Community Comment: Part 11
The comments I provided in reaction to a community discussion thread:
https://www.linkedin.com/feed/update/urn:li:activity:6852656686390358016?commentUrn=urn%3Ali%3Acomment%3A%28activity%3A6852656686390358016%2C6852961081292328960%29
Principal at Data Analytics Firm:
Two months ago I saved a startup client $15,000 a year on their Snowflake bill by simply sorting two of their BIG multi TB sized log data tables, changing around ETL jobs so all data coming in is now sorted, and allowing the micro-partitioning capabilities of Snowflake to break down the table presorted. Removed the cluster keys – all they were doing was costing money.
Dashboards went from taking 10-15 mins to run to 10-15 seconds for same queries. 60x improvement in performance from sorting instead of using cluster keys. Took 24 hours – 3 days of time total – to scope, build and test, implement, and deliver.
Last week, did similar for a different customer.
What was in place was a "one-layer" data warehouse – the warehouse is all passthrough – no transformed data hitting Looker, just a giant multi-TB table that took 20-30 minutes to run queries on.
Created a transformation job that simply dedupes and sorts, sorted all data in final BI-facing table, re-pointed Looker model to new table, dashes now run in 15-20 seconds. All cluster keys removed. Total savings is a delta of $5,000 a year, plus now end users don't wait a half hour for data.

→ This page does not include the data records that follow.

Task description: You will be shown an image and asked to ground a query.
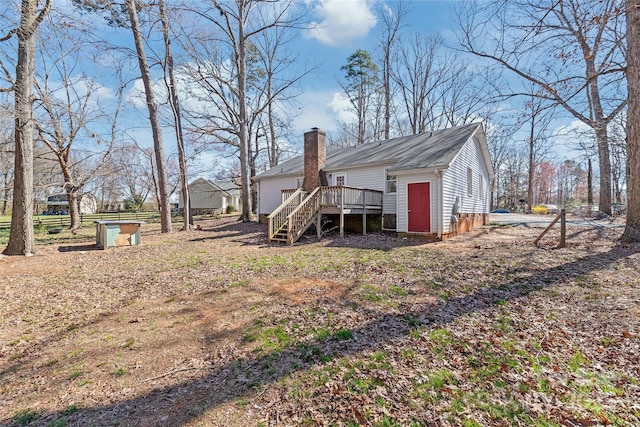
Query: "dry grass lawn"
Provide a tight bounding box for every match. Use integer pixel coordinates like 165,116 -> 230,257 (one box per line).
0,217 -> 640,427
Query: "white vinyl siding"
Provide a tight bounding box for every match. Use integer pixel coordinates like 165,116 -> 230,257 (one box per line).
258,176 -> 300,214
442,137 -> 489,233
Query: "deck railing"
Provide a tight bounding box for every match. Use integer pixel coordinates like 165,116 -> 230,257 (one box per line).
287,188 -> 320,245
267,188 -> 306,239
320,186 -> 382,208
267,186 -> 383,245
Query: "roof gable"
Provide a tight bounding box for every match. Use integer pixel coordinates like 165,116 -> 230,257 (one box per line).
256,123 -> 482,180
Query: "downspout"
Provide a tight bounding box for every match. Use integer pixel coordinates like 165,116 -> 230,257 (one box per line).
436,169 -> 444,240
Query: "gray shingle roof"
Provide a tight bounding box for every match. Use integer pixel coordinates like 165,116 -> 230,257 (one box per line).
256,123 -> 482,179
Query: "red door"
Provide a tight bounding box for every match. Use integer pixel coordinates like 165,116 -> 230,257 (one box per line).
408,182 -> 431,233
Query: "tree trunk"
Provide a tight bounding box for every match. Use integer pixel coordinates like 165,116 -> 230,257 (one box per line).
622,0 -> 640,241
127,0 -> 171,233
587,157 -> 593,207
3,0 -> 51,256
67,188 -> 82,233
236,1 -> 252,222
595,124 -> 611,215
527,117 -> 536,212
158,0 -> 193,231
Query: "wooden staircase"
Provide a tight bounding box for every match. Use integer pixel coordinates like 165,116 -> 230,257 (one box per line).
268,187 -> 320,245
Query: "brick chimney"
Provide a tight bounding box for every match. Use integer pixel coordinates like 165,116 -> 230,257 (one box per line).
302,128 -> 327,193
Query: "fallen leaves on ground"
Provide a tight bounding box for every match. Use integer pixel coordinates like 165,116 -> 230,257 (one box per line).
0,218 -> 640,426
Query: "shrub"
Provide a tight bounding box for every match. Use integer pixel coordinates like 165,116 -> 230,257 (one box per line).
531,205 -> 549,215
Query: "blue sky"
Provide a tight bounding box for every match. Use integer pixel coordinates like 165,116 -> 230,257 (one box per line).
290,0 -> 456,132
40,0 -> 588,178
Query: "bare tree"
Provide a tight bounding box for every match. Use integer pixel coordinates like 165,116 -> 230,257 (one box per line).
0,103 -> 15,215
622,0 -> 640,241
158,0 -> 193,230
181,0 -> 300,221
459,0 -> 627,214
126,0 -> 171,233
0,0 -> 51,256
36,17 -> 123,231
380,0 -> 409,139
340,49 -> 380,145
392,34 -> 445,134
519,88 -> 553,212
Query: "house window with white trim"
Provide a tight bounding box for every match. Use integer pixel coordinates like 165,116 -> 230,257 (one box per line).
385,172 -> 398,194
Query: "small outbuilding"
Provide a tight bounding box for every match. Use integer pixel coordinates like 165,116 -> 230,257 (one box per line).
44,193 -> 98,215
178,178 -> 240,215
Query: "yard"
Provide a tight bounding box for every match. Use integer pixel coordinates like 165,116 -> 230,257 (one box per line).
0,217 -> 640,426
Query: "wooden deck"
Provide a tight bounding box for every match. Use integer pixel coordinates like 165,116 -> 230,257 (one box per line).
269,186 -> 383,244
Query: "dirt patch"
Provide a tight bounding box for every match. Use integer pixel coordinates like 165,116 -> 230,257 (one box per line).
0,218 -> 640,426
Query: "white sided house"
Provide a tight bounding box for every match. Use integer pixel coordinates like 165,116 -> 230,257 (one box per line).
178,178 -> 240,215
254,123 -> 493,244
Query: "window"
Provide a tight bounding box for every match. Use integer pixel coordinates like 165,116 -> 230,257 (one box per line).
385,173 -> 398,194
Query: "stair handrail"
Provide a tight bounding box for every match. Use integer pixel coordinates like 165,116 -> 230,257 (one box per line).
287,187 -> 321,245
267,188 -> 304,239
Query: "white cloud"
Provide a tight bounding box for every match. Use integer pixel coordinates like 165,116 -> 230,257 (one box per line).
307,0 -> 377,46
295,90 -> 354,135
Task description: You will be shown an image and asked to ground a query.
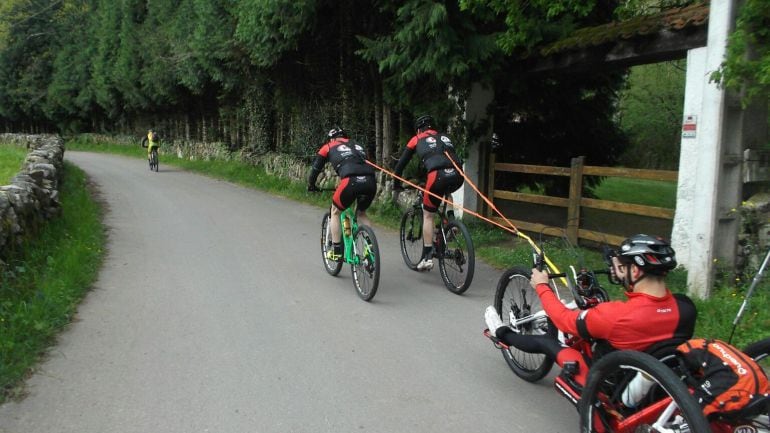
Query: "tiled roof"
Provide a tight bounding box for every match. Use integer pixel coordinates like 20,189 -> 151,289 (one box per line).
535,3 -> 709,57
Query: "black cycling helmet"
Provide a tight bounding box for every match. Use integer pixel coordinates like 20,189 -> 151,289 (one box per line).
618,234 -> 676,275
414,114 -> 435,131
326,126 -> 348,140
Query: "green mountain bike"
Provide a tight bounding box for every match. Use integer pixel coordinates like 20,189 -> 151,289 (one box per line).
321,202 -> 380,302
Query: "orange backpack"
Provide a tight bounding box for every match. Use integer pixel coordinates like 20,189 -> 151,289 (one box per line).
676,338 -> 770,416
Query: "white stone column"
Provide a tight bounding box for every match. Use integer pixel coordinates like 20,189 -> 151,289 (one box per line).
672,0 -> 740,297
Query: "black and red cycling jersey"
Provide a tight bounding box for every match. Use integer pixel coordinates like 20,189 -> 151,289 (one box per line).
308,137 -> 374,181
537,284 -> 696,351
395,129 -> 462,176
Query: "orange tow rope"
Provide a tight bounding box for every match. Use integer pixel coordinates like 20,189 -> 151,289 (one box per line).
444,151 -> 559,273
365,159 -> 518,234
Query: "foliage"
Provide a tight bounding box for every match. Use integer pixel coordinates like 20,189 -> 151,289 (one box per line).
0,163 -> 106,401
618,60 -> 685,170
712,0 -> 770,104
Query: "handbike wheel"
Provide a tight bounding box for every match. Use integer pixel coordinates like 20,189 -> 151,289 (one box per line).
399,207 -> 423,271
351,225 -> 380,302
491,267 -> 558,382
578,350 -> 711,433
437,221 -> 476,295
321,212 -> 342,276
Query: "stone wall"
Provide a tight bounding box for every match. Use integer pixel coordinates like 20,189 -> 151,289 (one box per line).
0,134 -> 64,264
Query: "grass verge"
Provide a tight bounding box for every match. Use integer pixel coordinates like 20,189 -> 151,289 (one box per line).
0,163 -> 106,402
68,137 -> 770,347
0,143 -> 27,181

Snowflake is awesome. It's my favorite data warehouse, it's the best solution for small data teams of 3-10 headcount in terms of TCO and speed to delivery, and it's the core of the modern data stack. I also like using stages and running COPIES from a bucket to Snowflake – keeps data quality and ownership on a small data team instead of keeping it on an engineering function.
But…
Snowflake's ease of use leads to bad practices. Poor clustering, low transformation, clicking a larger T-shirt size warehouse to pay to make tech debt go away.
Snowflake claims they killed the DBA. I think that's true. But the skillset of structuring objects and tables, actively managing resources, and basic data architecture of how tables are sorted and partitioned is lacking in today's data market.
And it's a problem of supply not meeting demand – there just are not that many practitioners out there who can do solutions architecture on cloud data stacks well – in my opinion and in what I see in the market, it's maybe ~5k people globally who can build a quality cloud data stack today.
If you have Snowflake in place and your BI dashboards are taking minutes to run, something is wrong and we should talk.
Gfesser: Absolutely true, thanks for saying this!: "The skillet of structuring objects and tables, actively managing resources, and basic data architecture of how tables are sorted and partitioned is lacking in today's data market. And it's a problem of supply not meeting demand – there are just not that many practitioners out there who can do solutions architecture on cloud data stacks well – in my opinion and in what I see in the market, it's maybe ~5k people globally who can build a quality data stack today." I've lost count of how often I've seen stakeholders at firms trivialize this type of work, completely not understanding the effort involved. And interestingly, from my experience many stakeholders trivialize simply *because* they don't understand.